Devo ou não devo eliminar o glúten da minha alimentação?

Devo ou não devo eliminar o glúten da minha alimentação?

Até há bem pouco tempo atrás, a maior parte de nós não fazia a mínima ideia do que era isso do glúten.
A não ser que sejam portadores de uma doença celíaca, o mais provável é que – tal como eu – já comam enormes quantidades de glúten há anos e não saibam.
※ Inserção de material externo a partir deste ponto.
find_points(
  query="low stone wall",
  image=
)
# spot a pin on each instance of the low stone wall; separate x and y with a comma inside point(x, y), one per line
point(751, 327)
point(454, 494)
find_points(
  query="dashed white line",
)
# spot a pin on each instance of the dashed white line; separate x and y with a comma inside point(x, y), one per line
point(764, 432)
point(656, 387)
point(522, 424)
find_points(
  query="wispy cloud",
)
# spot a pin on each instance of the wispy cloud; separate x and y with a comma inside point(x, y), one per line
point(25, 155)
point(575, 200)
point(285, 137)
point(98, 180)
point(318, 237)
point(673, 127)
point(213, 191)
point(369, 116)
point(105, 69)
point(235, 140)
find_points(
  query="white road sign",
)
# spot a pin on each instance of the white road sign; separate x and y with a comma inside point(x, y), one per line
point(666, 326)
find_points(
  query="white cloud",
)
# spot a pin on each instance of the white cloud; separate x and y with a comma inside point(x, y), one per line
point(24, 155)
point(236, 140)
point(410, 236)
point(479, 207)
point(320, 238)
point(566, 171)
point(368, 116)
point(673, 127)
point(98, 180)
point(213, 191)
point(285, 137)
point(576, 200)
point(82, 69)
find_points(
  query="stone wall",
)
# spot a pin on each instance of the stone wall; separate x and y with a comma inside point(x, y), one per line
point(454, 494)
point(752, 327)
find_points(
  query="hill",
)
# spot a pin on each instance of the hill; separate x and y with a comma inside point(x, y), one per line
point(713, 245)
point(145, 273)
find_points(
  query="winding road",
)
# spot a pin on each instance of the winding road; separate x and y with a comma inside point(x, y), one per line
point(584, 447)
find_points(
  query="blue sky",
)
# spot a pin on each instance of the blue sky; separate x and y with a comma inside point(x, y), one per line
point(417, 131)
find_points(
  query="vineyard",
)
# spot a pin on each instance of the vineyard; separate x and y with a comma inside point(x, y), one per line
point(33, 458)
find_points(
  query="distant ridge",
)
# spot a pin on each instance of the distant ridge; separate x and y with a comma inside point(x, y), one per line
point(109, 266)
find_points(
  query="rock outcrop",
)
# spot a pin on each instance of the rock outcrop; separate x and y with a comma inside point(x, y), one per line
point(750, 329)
No entanto, fiquem a saber que praticar uma alimentação sem glúten está a ficar na moda e está no radar de muitas pessoas, incluindo desportistas.

O glúten está no radar de muitas pessoas e, principalmente, nos atletas de resistência. O interesse sobre esta matéria aumenta quando vemos exemplos de atletas que aparentemente são capazes de grandes performances depois de se livrarem do glúten na sua alimentação. Mas nem todos eles são intolerantes ao glúten. Simplesmente adoptaram por uma alimentação sem glúten por causa da inflamação que ocorre quando este é metabolizado pelo corpo. Por essa razão, esta dieta também é conhecida como “a dieta anti-inflamatória”.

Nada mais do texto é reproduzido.